We provide most of the models mentioned in the final results (Table 6 and 7 in the paper). We used fairseq to implement and train the models. You can install the dependencies by executing:
pip install -r requirements.txt
Additionally, we used the luigi library for all the staff related to preprocessing and postprocessing the data.
Finally, we provide an evaluation script to determine the scores.
Dual-Source models (vanilla dual-source transformer and dual-source RoBERTa) share the same preprocessing process but use different vocabularies.
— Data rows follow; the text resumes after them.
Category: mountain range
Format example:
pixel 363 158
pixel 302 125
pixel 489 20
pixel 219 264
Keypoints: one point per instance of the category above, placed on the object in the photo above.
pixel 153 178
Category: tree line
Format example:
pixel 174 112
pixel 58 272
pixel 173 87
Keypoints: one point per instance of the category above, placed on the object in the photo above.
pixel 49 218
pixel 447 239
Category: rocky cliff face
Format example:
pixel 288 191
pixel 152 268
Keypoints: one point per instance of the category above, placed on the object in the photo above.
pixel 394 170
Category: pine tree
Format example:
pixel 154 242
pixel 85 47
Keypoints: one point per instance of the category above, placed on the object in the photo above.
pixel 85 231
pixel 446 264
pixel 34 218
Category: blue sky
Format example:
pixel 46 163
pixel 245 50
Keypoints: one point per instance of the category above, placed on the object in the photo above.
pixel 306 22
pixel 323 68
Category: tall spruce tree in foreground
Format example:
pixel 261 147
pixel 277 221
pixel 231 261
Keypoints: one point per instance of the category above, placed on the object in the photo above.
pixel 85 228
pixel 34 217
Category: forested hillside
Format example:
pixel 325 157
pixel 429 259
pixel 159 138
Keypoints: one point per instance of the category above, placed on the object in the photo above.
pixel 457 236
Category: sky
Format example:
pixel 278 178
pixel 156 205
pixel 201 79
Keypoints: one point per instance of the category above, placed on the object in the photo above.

We train a new sentencepiece model on all training data for dual-source transformer and reuse the original RoBERTa vocabulary for Dual-source RoBERTa.
The input to these models consists of two parts: the article and the requested properties. The properties are separated by the ### token. For instance:
William Costello Kennedy, PC (August 27, 1868 -- January 17, 1923) was a Canadian politician. Born in Ottawa, Ontario, he was first elected to the Canadian House of Commons in the riding of Essex North in the 1917 federal election as a Laurier-Liberal. He was re-elected as a Liberal in 1921. From 1921 until his death, he was the Minister of Railways and Canals in the government of William Lyon Mackenzie King.
family name ### position held ### date of birth ### member of political party ### instance of ### date of death ### occupation ### sex or gender ### given name ### country of citizenship
The first line is a Wikipedia article, and the second contains the requested properties.
We published three models on WikiReading Recycled:
- T5,
- vanilla dual-source transformer,
- dual-source RoBERTa.
Moreover, we prepared a complete pipeline to reproduce our results. To evaluate a model, run:
PYTHONPATH=. luigi --local-scheduler --module tutorial_scripts EvaluateModelTask --model MODEL --split SPLIT
where MODEL may be one of T5, DUAL_SOURCE_TRANSFORMER, DUAL_ROBERTA_TRANSFORMER; and split one of dev-0, test-A, test-B.
For example:
PYTHONPATH=. luigi --local-scheduler --module tutorial_scripts EvaluateModelTask --model DUAL_ROBERTA_TRANSFORMER --split test-B
will evaluate dual-source RoBERTa model on test-B.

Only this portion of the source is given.